TL;DR
This paper investigates the electrical responses of slime mould P. polycephalum to tactile stimulation, aiming to develop localized input methods for slime mould-based computing devices by analyzing its dynamic electrical behavior.
Contribution
It introduces a novel approach to tactile input for slime mould computers by studying their electrical responses to mechanical pressure in laboratory experiments.
Findings
Physarum responds to tactile stimulation with electrical impulses.
Mechanical pressure alters electrical oscillation patterns.
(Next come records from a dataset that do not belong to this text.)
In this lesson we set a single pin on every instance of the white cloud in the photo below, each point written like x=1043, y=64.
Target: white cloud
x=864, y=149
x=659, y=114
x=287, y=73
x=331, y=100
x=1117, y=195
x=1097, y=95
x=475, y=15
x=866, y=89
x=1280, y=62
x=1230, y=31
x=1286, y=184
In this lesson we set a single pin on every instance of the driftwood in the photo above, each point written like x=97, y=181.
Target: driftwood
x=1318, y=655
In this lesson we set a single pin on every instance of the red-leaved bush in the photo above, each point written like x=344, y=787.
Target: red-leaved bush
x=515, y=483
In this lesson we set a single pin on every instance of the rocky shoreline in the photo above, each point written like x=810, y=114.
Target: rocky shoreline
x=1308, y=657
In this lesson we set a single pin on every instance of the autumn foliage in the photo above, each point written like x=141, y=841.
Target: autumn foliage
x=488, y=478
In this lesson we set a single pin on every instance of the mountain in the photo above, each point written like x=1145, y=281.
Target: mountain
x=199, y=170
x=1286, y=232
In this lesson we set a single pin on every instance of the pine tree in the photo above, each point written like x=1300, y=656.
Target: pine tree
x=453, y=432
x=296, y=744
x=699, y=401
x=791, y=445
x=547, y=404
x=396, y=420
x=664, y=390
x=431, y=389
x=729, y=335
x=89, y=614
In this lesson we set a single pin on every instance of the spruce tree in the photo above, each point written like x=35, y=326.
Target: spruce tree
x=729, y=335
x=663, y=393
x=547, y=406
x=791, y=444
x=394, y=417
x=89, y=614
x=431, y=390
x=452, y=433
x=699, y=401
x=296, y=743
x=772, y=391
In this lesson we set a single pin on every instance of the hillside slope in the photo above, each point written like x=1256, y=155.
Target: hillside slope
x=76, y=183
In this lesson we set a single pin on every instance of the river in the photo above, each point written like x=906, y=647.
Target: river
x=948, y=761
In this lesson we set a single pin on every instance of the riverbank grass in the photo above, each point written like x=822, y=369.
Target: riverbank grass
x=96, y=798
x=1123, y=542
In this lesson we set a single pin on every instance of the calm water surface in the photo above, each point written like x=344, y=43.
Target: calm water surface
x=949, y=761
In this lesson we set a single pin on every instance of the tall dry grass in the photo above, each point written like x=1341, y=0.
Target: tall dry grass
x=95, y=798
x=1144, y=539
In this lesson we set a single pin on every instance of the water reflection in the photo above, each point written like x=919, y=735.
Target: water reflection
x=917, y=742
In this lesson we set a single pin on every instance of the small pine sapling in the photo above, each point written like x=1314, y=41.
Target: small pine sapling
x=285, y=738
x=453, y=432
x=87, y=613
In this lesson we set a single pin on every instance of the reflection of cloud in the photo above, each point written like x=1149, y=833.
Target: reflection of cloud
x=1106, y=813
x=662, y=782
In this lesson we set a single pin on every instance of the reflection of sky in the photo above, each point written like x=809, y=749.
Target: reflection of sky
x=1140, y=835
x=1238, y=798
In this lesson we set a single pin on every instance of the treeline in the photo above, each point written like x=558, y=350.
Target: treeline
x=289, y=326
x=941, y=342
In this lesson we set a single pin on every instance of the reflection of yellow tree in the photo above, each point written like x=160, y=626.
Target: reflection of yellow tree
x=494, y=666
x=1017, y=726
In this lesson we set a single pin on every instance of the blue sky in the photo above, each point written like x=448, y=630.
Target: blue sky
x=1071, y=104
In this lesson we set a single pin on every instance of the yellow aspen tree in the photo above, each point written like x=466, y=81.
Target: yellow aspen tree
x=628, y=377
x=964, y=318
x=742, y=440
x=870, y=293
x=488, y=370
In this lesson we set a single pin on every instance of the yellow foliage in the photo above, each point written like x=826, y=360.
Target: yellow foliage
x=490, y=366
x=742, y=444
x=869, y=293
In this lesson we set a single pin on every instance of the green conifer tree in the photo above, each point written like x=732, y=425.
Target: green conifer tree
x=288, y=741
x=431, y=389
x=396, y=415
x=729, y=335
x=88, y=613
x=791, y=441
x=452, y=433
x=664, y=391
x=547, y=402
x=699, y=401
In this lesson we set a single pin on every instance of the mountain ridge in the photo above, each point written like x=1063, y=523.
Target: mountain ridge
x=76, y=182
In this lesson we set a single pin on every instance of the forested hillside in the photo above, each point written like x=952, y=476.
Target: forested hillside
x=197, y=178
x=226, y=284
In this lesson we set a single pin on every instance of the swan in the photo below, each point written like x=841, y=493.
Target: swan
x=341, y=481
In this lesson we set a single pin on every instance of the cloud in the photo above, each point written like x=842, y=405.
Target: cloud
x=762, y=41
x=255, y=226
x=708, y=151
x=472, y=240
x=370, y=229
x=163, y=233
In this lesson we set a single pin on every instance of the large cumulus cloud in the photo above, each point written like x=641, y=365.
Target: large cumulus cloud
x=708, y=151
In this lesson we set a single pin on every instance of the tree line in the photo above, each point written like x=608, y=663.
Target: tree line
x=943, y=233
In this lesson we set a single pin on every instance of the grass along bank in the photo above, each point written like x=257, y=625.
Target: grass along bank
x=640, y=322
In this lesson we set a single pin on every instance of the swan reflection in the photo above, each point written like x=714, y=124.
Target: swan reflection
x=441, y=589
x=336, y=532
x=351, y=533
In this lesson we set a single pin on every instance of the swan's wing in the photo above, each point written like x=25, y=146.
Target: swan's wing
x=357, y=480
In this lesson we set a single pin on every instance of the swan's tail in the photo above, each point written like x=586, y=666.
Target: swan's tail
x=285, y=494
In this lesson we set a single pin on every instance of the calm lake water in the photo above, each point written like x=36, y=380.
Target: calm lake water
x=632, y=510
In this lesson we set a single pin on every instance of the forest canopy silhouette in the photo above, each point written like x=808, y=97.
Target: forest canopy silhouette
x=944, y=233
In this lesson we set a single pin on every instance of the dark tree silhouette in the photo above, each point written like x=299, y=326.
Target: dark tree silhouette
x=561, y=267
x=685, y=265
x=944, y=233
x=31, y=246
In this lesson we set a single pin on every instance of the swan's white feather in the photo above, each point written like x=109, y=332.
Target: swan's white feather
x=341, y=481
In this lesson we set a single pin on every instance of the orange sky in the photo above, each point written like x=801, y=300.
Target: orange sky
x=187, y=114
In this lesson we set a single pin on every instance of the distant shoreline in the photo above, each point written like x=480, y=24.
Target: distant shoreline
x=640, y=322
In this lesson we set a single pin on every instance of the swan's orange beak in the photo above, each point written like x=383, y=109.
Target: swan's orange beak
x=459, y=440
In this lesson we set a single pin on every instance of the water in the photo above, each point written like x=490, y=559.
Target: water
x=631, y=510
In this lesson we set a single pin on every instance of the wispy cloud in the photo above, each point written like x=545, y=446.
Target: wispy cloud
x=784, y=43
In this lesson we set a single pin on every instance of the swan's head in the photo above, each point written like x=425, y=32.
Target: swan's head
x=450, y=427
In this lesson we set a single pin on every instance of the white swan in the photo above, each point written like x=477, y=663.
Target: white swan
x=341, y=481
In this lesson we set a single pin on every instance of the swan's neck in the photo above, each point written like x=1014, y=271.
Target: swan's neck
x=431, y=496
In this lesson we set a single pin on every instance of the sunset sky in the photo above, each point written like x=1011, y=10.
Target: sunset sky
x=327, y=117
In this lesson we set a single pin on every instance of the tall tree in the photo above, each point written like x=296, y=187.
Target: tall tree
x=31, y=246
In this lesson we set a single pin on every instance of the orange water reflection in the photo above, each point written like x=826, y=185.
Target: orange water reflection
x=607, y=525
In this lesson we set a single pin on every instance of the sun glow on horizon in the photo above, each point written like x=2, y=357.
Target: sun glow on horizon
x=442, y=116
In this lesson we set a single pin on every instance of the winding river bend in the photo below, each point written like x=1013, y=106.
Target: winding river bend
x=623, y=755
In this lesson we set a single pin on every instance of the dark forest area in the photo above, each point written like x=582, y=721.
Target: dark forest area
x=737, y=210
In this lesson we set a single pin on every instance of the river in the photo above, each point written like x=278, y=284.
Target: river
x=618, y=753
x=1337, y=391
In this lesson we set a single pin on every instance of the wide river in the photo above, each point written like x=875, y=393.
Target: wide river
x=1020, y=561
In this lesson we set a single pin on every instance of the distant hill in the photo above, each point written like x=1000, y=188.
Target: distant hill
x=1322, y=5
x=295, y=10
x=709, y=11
Potential for localized tactile inputs in slime mould computing.
Abstract
Slime mould P. polycephalum is a single cells visible by unaided eye. The cells shows a wide spectrum of intelligent behaviour. By interpreting the behaviour in terms of computation one can make a slime mould based computing device. The Physarum computers are capable to solve a range of tasks of computational geometry, optimisation and logic. Physarum computers designed so far lack of localised inputs. Commonly used inputs --- illumination and chemo-attractants and -repellents --- usually act on extended domains of the slime mould's body. Aiming to design massive-parallel tactile inputs for slime mould computers we analyse a temporal dynamic of P. polycephalum's electrical response to tactile stimulation. In experimental laboratory studies we discover how the Physarum responds to application and removal of a local mechanical pressure with electrical potential impulses and changes in its…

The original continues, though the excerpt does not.